La normalisation à l’épreuve
Cette liberté relative dont jouissent les Marocains les a incités depuis quelques semaines à multiplier sur les réseaux sociaux les appels au boycott des célébrités jugées « silencieuses » face à ce qui se passe à Gaza. Ils s’inspirent de la campagne « Blockout », lancée à l’échelle internationale, visant les personnalités auxquelles il est reproché de n’exprimer aucun signe de sympathie pour les Palestiniens dans leur épreuve.
Dans les lieux saints, les drapeaux palestiniens sont arrachés des mains des pèlerins, au prétexte qu’il est interdit d’y faire de la politique.
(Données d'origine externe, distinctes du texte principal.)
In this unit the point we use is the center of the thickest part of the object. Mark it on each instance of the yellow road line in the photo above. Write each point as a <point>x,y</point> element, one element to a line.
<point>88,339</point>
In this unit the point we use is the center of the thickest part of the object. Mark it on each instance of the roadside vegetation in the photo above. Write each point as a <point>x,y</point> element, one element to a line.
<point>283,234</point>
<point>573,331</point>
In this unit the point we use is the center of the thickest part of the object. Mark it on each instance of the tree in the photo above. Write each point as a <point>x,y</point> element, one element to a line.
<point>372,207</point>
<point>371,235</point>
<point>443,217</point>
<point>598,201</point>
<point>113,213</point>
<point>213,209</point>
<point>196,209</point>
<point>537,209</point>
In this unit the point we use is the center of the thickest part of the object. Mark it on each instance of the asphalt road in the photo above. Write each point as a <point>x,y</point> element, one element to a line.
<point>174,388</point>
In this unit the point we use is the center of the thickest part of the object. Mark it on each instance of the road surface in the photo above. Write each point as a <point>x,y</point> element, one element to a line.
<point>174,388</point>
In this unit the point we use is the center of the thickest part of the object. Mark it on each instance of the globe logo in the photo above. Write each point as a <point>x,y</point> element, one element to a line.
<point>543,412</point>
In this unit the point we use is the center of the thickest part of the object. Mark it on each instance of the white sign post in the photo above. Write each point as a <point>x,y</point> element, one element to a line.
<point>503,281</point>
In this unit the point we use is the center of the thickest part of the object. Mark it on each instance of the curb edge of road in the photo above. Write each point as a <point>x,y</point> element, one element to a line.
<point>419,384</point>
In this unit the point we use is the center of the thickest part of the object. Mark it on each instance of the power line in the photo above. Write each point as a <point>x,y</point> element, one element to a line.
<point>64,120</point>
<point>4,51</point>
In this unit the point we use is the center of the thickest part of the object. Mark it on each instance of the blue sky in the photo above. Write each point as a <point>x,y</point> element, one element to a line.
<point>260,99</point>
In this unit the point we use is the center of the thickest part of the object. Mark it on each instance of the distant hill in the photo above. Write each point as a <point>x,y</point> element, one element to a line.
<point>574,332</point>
Autre cas singulier, celui de l’Égypte. Un activiste connu, Ahmed Douma, affirme que les autorités ont réprimé toute tentative de manifestation au Caire. Selon lui, des dizaines de manifestants, dont des avocats et des journalistes, ont été arrêtés depuis octobre dernier. L’emblématique place Tahrir, qui fut le théâtre des gigantesques manifestations anti-Moubarak de 2011, est fermée à tout rassemblement depuis le début des événements à Gaza. Confronté à une situation inédite, avec une guerre à ses frontières, le régime d’Abdel Fattah Al-Sissi redoute des débordements, internes ou externes, qu’il ne pourra pas contrôler. Les Égyptiens sont conscients que l’accord de paix qui les lie à l’État israélien ne tient qu’à un fil. Mais, pour l’instant, leur rôle de médiateur dans cette affaire – aux côtés des Qataris et des États-Uniens – leur sert de paravent.
Le silence le plus pesant reste celui des monarchies du Golfe, y compris le Qatar, réputé proche du Hamas et qui joue, lui aussi, un rôle de médiation. Tout aussi gênés par le besoin de surfer sur la vague tout en maintenant les relations normalisées – ou en cours de normalisation – avec Israël, des régimes comme ceux d’Abou Dhabi, de Riyad ou de Mascate instaurent un contrôle strict sur le débat politique. Compassion avec les Palestiniens, oui, mais pas question de faire l’apologie du Hamas ou de ses symboles. Dans les lieux saints, les drapeaux palestiniens sont arrachés des mains des pèlerins, au prétexte qu’il est interdit d’y faire de la politique. Un peu comme à l’Assemblée nationale française.